Identification of the hepatic cytochrome P-450 isozymes induced and decreased by picloram.

Microsomes from male rats treated with picloram (100 mg/kg/day) for 7 days showed a 48% decrease in 16 alpha-hydroxylase activity when incubated with (4-14C) androstenedione. These data are consistent with the assertion that picloram decreases the titer of hepatic male specific cytochrome P-450h. Several lines of evidence suggested that picloram is an inducer of hepatic cytochrome P-450 in male rats. First, SDS polyacrylamide gel electrophoresis revealed an intensified hepatic microsomal polypeptide (MW 54,000) following picloram pretreatment. This polypeptide co-migrated with protein bands which were correspondingly intensified after pretreatment with known inducers of cytochrome P-450d (3-methylcholanthrene and isosafrole).
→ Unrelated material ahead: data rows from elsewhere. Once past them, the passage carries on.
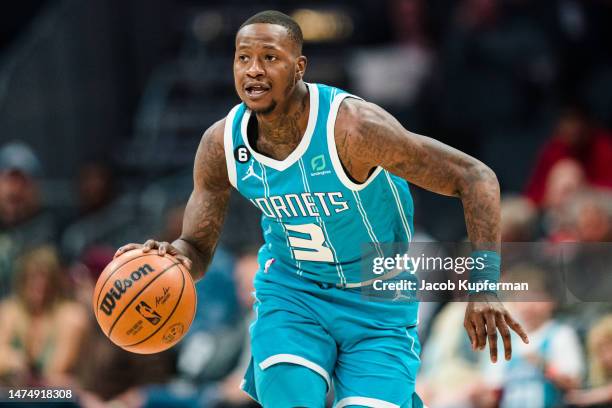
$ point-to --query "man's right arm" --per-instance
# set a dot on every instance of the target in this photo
(205, 210)
(207, 205)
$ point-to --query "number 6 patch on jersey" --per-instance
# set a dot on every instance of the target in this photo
(242, 154)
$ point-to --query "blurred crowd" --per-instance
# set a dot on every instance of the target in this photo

Second, no increase in the binding of metyrapone to picloram treated microsomes was noted compared with controls, suggesting no increase in phenobarbital-inducible forms of cytochrome P-450. Third, hepatic microsomes from picloram treated rats activated 2-amino-3-methylimidazo [4,5-f] quinoline (a cytochrome P-450d mediated catalysis) causing a 5-fold increase in the number of induced Salmonella typhimurium TA98 revertant colonies formed compared with control microsomes. Fourth, the binding of n-octylamine to hepatic microsomes from picloram-treated rats showed, like microsomes from 3-methylcholanthrene-treated rats, an increase in the proportion of high-spin cytochrome P-450 present. Cytochrome P-450d is known to be a high spin haemoprotein.

Effects of picloram on xenobiotic biotransformation in rat liver.

1. The effect of picloram on model xenobiotic substrate biotransformation in vivo was studied in female and male rat liver. 2. Treatment with picloram had little effect on epoxide hydratase and glutathione S-transferase activity, but caused a dose-dependent increase in ethoxyresorufin-O-deethylase activity and a concomitant decrease in aldrin epoxidase activity in male rats. 3. Treatment of male rats with equivalent doses of 2-acetylaminofluorene, 2-amino-anthracene and picloram induced ethoxyresorufin-O-deethylase activity to the same degree. 4. Treatment of female rats with picloram resulted in dose-dependent increases in ethoxyresorufin and ethoxycoumarin-O-deethylation without decreasing aldrin epoxidase activity. 5. Picloram binds to liver microsomal preparations from rats pretreated with phenobarbitone and/or 3-methylcholanthrene, giving a type I spectrum. 6. The results indicate that picloram is a 3-methylcholanthrene-type inducer, and the implications are discussed.

Effect of length of exposure to malathion on xenobiotic biotransformation in male rat liver.

The effect of exposure to malathion on several parameters of hepatic xenobiotic biotransformation was studied in male Sprague-Dawley rats. Groups of rats dosed i.p. daily for 1 or 2 weeks with 40 or 200 mg/kg malathion showed an increase in epoxide hydrolase activity (1 week, 200 mg/kg) and glutathione S-transferase activity (1 week, 200 mg/kg; 2 weeks 40 and 200 mg/kg). Aldrin epoxidation was decreased after 1 week of exposure to 200 mg/kg and by both dosage regimens after 2 weeks. After 9 weeks exposure to 40 mg/kg malathion administered i.p. 3 times per week, however, no changes in hepatic xenobiotic biotransformation were noted. The results demonstrate that only continuous exposure to high doses of malathion results in an induction of epoxide hydrolase and glutathione S-transferase activities. Inductive effects on hepatic cytochrome P-450 monooxygenase activity were not observed irrespective of whether exposure was short- or medium-term.